Nato per volere del suo “autore-dittatore”, il designer Federico Pepe, Le Dictateur è un progetto metamorfico, capace di tenere insieme le voci plurime del mondo dell’editoria di ricerca, del design, dell’arte e della fotografia. Da rivista a spazio creativo, sin dal 2006 Le Dictateur consente una sorta di oligarchia, assegnando volta per volta il suo spazio alla polifonica espressione degli artisti scelti e invitati. Dopo le precedenti cinque pubblicazioni, tutte all’insegna del potere evocativo delle immagini di chi ne ha preso parte, Le Dictateur n° 6 intraprende per la prima volta una ricerca ossimorica: parlare d’arte senza quella figuratività che ne ha da sempre costituito lo statuto. La sua sesta edizione, già per questo storica, ha una veste unica nel suo genere, che ricorda quasi un’editio princeps: un libro-oggetto dal design solenne e raffinato, poderoso come un trattato e prezioso come un manoscritto, dove il nero e l’oro si alternano nell’essenzialità dei simboli ripetuti.
Anche la call ha virato destinatari: a formarne l’entourage stavolta non sono più gli artisti, ma i curatori. Le Dictateur n° 6 sceglie infatti di lasciare spazio a quella che definisce la più urgente delle opere: la curatela, intesa non come scarna amministrazione dell’era post-industriale, ma come nuova forma di intermediazione artistica. A dimostrarlo, 27 curatori internazionali e un compito con un’unica regola: descrivere l’ipotesi della loro mostra perfetta usando unicamente le parole, imbastendo intere esposizioni con la sola arma del linguaggio scritto.
Perché farlo? L’arte, narrazione visiva per eccellenza, si è vista sottrarre l’egemonia nella produzione delle immagini, ora appannaggio di quasi ogni altro campo o mezzo. Forse è anche per quest’odierna bulimia visiva che Le Dictateur n° 6 ha scelto di tornare al verbo, quasi come una sottile forma di abdicazione. Dell’immagine resta solo il fantasma, l’ombra, tradotta con riquadri neri che accompagnano l’intera pubblicazione e che suggeriscono un’aura suprematista. La rimozione del visivo ci spinge verso l’arte attraverso un unico e primordiale tramite: l’immaginazione, ciò che ci rende uomini alla ricerca di essere dei.

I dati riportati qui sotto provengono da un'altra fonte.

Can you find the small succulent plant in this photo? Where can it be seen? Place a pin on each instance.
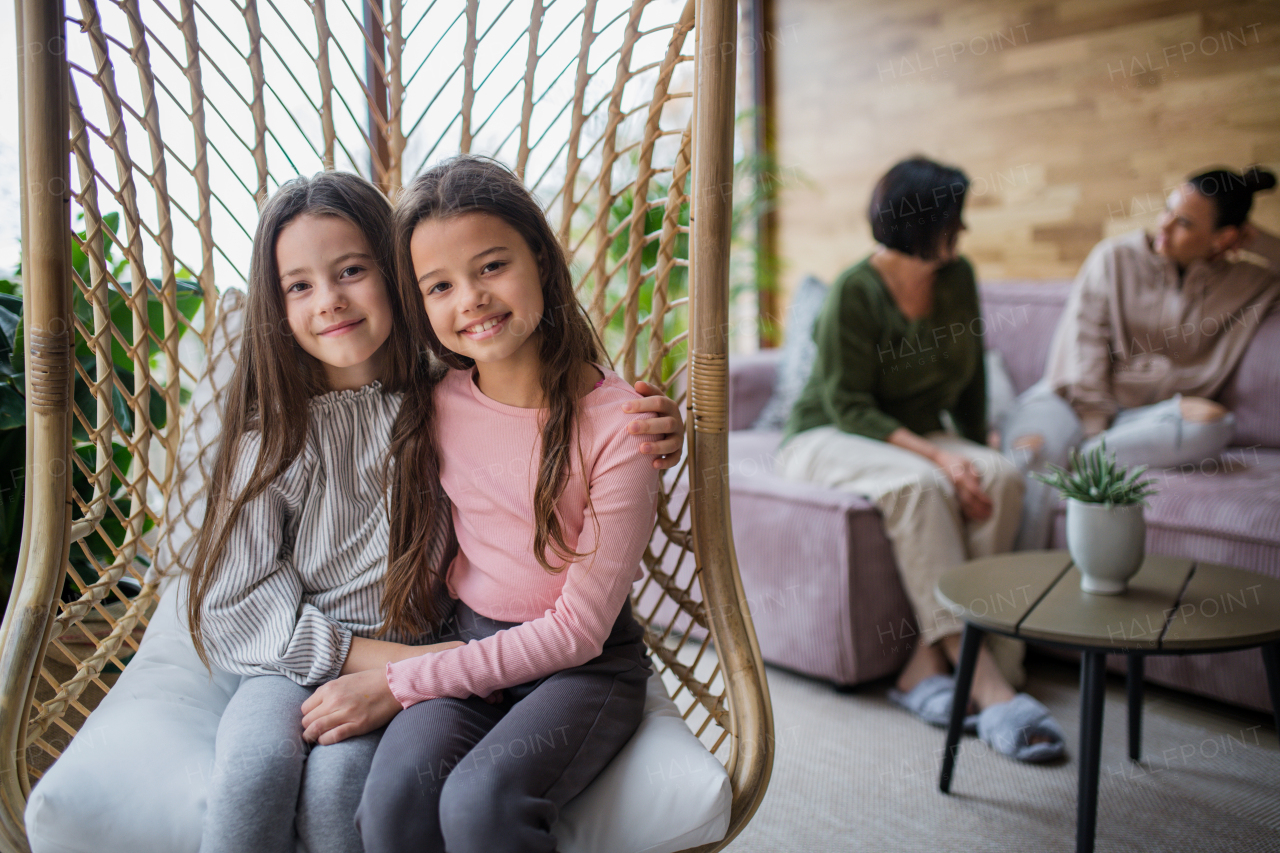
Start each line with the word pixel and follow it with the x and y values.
pixel 1096 478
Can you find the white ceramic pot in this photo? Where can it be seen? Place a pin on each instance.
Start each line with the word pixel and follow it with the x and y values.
pixel 1107 544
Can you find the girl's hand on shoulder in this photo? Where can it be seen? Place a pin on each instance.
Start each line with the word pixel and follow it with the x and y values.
pixel 667 428
pixel 347 707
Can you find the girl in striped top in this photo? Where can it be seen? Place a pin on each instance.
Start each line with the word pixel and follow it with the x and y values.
pixel 552 509
pixel 311 486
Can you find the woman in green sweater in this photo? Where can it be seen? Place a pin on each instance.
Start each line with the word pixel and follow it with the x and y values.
pixel 895 409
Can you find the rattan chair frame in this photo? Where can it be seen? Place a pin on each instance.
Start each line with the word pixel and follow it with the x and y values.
pixel 695 620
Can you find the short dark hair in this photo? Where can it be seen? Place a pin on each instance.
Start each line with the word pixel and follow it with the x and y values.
pixel 1232 192
pixel 917 206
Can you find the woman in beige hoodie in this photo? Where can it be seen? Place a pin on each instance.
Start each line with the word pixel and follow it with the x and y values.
pixel 1152 329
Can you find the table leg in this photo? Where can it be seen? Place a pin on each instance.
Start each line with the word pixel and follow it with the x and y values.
pixel 1134 684
pixel 969 646
pixel 1271 661
pixel 1092 693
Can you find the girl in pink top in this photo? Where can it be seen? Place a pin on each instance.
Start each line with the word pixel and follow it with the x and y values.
pixel 552 507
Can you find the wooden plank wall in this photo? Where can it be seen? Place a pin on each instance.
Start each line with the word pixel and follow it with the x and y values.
pixel 1070 117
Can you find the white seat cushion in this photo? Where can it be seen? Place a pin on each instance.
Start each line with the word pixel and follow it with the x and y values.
pixel 133 780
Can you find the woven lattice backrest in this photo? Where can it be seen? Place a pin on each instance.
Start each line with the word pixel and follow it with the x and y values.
pixel 182 115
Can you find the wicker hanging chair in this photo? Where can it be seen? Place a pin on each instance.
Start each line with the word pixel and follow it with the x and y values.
pixel 151 129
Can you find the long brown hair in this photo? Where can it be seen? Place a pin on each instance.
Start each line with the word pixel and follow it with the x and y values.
pixel 466 185
pixel 275 377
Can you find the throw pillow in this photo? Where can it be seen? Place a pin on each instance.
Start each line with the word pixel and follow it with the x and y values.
pixel 799 352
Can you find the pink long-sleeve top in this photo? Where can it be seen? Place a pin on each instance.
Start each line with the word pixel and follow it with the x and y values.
pixel 489 455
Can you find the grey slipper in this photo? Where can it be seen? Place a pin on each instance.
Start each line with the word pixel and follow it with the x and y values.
pixel 931 701
pixel 1009 726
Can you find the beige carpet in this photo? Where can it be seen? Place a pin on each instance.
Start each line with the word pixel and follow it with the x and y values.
pixel 854 772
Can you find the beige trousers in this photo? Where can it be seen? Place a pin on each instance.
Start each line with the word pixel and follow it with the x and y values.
pixel 922 514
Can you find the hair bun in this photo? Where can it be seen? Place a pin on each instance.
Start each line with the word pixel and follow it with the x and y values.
pixel 1258 179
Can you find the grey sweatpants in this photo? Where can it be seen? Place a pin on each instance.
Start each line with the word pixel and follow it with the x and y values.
pixel 266 778
pixel 1155 436
pixel 475 778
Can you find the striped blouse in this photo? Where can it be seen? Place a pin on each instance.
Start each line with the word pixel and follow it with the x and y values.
pixel 305 562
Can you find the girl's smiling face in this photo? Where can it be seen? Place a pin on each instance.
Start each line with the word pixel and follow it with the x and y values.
pixel 480 284
pixel 334 297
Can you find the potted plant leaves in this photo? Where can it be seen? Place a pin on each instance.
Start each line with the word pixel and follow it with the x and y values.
pixel 1105 528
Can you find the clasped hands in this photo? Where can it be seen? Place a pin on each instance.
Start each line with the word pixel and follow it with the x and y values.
pixel 356 703
pixel 974 502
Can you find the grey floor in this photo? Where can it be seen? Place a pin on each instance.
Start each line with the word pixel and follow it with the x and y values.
pixel 854 772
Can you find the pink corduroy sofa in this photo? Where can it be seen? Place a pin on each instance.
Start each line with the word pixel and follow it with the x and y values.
pixel 819 574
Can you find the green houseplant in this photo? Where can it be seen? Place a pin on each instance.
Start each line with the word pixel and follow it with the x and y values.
pixel 95 550
pixel 1105 528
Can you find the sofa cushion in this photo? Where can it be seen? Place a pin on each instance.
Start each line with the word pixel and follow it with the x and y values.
pixel 1253 391
pixel 798 354
pixel 1020 318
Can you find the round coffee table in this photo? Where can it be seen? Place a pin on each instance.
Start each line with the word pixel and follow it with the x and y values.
pixel 1173 606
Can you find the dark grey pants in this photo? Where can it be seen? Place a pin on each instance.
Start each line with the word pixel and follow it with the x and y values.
pixel 466 776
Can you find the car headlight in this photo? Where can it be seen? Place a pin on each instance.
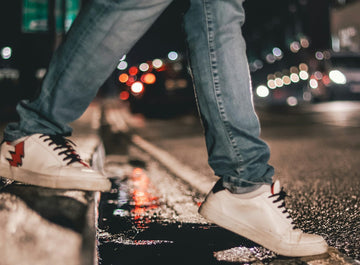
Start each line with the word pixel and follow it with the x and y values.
pixel 337 77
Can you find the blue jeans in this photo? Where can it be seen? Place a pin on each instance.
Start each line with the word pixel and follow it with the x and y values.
pixel 107 29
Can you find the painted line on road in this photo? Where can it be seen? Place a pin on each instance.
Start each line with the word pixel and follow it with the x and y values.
pixel 180 170
pixel 204 185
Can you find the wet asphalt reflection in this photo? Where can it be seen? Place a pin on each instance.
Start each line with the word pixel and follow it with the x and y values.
pixel 142 224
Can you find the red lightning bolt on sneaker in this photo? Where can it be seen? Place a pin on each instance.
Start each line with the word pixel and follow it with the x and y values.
pixel 49 161
pixel 17 156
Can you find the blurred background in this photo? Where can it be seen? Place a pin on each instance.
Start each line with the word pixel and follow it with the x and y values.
pixel 299 51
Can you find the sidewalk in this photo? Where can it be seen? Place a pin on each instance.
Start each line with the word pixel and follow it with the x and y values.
pixel 44 226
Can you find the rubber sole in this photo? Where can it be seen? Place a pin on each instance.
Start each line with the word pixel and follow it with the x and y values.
pixel 210 210
pixel 55 182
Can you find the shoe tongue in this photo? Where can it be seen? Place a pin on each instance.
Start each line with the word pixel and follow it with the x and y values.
pixel 275 187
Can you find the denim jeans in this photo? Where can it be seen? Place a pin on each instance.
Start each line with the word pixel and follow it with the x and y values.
pixel 107 29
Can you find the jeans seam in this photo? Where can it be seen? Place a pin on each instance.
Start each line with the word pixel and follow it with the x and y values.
pixel 215 79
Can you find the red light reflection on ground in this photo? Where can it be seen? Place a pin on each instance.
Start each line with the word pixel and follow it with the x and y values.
pixel 142 198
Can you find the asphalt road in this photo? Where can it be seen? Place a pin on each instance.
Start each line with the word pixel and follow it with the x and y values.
pixel 150 216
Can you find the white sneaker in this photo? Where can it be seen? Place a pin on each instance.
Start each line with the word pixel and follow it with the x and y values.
pixel 261 216
pixel 48 161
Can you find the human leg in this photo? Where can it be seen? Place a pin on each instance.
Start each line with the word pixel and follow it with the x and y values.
pixel 242 201
pixel 224 96
pixel 104 31
pixel 34 150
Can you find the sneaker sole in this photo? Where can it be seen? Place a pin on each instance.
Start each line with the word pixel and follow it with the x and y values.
pixel 54 182
pixel 209 210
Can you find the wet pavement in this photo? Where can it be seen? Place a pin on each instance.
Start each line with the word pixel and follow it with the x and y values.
pixel 150 217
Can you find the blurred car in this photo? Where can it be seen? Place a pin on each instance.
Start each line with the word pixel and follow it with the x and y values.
pixel 161 87
pixel 337 77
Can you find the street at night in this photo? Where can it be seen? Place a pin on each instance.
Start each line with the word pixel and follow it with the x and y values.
pixel 150 217
pixel 103 156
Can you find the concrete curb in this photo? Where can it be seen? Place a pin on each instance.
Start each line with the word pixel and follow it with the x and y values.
pixel 45 226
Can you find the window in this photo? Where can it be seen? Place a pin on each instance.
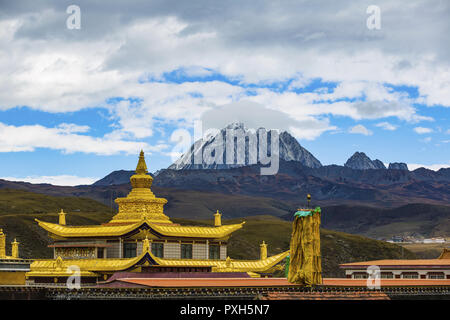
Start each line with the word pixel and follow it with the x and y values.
pixel 100 253
pixel 410 275
pixel 129 249
pixel 158 249
pixel 186 251
pixel 214 251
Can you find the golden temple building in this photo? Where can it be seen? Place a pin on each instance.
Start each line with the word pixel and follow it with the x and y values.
pixel 12 268
pixel 141 238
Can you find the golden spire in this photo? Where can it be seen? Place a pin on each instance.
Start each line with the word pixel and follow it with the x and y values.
pixel 141 204
pixel 263 250
pixel 217 219
pixel 15 249
pixel 141 168
pixel 62 218
pixel 2 244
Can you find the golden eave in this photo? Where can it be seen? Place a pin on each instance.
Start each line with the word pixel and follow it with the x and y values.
pixel 89 267
pixel 120 230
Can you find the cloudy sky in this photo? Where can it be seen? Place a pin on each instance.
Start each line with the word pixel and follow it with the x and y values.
pixel 76 104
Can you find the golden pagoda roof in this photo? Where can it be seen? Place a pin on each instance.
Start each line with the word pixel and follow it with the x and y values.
pixel 120 230
pixel 58 267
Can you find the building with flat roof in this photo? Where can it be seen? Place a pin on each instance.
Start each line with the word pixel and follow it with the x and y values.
pixel 12 268
pixel 403 269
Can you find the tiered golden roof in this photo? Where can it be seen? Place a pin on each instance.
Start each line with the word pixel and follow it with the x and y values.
pixel 120 230
pixel 89 267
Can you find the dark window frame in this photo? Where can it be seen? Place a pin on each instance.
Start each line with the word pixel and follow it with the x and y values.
pixel 186 250
pixel 158 249
pixel 215 253
pixel 129 249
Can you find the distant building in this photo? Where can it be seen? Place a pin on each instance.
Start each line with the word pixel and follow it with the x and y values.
pixel 403 269
pixel 397 239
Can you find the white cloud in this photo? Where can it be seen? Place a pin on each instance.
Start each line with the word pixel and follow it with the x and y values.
pixel 423 130
pixel 48 68
pixel 360 129
pixel 435 167
pixel 61 180
pixel 29 138
pixel 386 126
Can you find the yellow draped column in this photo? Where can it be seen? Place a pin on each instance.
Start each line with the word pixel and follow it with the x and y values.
pixel 305 258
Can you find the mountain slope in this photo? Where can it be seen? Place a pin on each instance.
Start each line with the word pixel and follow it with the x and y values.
pixel 239 146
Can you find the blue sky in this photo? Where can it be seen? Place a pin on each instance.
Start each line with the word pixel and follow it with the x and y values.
pixel 78 104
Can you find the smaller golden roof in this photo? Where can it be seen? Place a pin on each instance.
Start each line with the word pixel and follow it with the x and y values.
pixel 170 230
pixel 89 267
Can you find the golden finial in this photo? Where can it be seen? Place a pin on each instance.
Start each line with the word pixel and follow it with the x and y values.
pixel 145 245
pixel 15 249
pixel 141 168
pixel 62 218
pixel 217 219
pixel 263 250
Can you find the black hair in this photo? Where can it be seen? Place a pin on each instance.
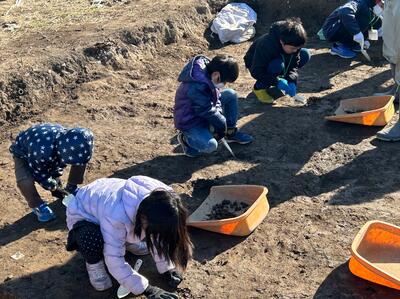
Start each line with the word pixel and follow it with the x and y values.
pixel 166 230
pixel 226 65
pixel 292 32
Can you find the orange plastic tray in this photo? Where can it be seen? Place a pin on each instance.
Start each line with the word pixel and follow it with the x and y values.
pixel 368 111
pixel 242 225
pixel 376 254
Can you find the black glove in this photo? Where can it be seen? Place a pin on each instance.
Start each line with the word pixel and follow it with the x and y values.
pixel 173 278
pixel 156 293
pixel 59 193
pixel 72 189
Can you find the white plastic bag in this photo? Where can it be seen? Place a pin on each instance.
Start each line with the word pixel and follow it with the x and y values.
pixel 235 23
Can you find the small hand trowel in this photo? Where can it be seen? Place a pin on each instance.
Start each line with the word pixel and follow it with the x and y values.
pixel 364 52
pixel 225 143
pixel 122 292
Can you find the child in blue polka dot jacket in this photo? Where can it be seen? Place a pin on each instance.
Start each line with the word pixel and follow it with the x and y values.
pixel 41 153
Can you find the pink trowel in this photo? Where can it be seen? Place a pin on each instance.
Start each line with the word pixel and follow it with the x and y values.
pixel 122 292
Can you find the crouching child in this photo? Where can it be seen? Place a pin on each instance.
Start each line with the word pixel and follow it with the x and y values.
pixel 141 215
pixel 40 155
pixel 274 59
pixel 204 111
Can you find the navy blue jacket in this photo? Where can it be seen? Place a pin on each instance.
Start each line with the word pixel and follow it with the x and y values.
pixel 267 48
pixel 48 148
pixel 355 16
pixel 197 101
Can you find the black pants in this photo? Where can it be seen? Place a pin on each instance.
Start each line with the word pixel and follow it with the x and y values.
pixel 86 238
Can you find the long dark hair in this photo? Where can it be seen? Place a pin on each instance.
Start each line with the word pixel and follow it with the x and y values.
pixel 166 230
pixel 292 32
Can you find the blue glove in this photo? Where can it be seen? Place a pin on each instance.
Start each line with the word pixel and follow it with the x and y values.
pixel 292 89
pixel 283 85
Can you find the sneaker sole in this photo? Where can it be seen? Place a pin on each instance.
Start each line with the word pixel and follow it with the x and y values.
pixel 47 220
pixel 342 56
pixel 238 142
pixel 387 139
pixel 181 142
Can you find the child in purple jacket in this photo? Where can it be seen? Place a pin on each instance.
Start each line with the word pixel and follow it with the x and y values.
pixel 204 111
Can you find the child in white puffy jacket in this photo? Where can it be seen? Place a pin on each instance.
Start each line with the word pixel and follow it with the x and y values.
pixel 110 216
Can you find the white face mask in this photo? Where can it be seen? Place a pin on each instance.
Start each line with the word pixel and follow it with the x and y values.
pixel 377 10
pixel 219 85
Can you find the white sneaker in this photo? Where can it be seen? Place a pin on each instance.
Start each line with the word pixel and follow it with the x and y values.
pixel 137 248
pixel 98 276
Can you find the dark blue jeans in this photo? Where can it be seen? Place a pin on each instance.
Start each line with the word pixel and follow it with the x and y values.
pixel 276 67
pixel 200 137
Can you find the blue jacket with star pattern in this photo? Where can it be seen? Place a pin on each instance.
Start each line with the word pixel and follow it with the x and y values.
pixel 48 148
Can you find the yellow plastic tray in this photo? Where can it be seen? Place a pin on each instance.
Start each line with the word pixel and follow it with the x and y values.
pixel 375 254
pixel 368 111
pixel 242 225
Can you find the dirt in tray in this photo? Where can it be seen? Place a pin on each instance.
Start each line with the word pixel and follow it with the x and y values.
pixel 227 209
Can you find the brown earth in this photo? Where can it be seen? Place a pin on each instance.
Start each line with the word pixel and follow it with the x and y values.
pixel 113 69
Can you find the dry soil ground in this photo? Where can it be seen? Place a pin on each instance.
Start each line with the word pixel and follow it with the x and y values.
pixel 113 69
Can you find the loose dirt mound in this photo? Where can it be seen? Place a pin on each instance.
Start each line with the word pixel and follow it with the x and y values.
pixel 114 69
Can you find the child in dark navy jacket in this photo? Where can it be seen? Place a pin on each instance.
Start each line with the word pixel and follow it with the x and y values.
pixel 347 26
pixel 274 59
pixel 41 153
pixel 204 111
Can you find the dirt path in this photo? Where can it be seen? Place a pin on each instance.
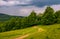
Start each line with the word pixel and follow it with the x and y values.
pixel 22 37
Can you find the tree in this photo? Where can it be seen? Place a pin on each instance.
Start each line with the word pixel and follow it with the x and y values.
pixel 57 16
pixel 48 16
pixel 32 18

In questo stadio zero dell’imago, si muovono i curatori e le loro narrazioni. Per citarne qualcuno, Antonio Grulli immagina, ad esempio, una Mostra d’arte degenerata senza fine, come quella voluta da Hitler per emarginare l’arte degenere, che condensò – senza saperlo – i più grandi artisti tra i due secoli. Chiara Parisi, ispirata da Chris Burden, celebra il pane, nutrimento iconico che non conosce barriera di tempo né di spazio. Domitilla Dardi opta per il design e il valore narrativo degli oggetti-testimoni dell’uomo, raccontati grazie all’innesto con la letteratura.
Per Luca Lo Pinto è il cimitero di San Michele a Venezia il luogo perfetto: un piano sequenza di epigrafi, emblema della ciclicità nonché della fermezza della vita, dove le opere diventano fantasmi di un tempo che fu e che è. Marinella Paderni parte dalle esperienze dei Situazionisti per ideare una sorta di caccia al tesoro nella città, ispirata dai binomi sperimentati in epoca covid: assenza e presenza, libertà e limite, luce e tenebre. E ancora, Mariuccia Casadio preferisce ad una mostra sui contenuti, una sulle cornici: una riflessione sui layout dell’arte, essenziali contenitori ed espositori del segno.
Al termine di questa full immersion in mostre ipotetiche, ci accorgiamo che è stato grazie all’iniziale limite – il tacere delle immagini – che sono nate queste micro possibilità di libertà. Se è vero che l’uomo è nato in cattività e non è fatto per la foresta, forse è anche vero che sono proprio quegli interstizi fugaci che ci guadagniamo e in cui seminiamo a renderci grandi pur nella miseria. Senza immagini, ciascuna proposta non può che realizzarsi nel noumeno, lì dove ogni cosa può esistere restando aperta.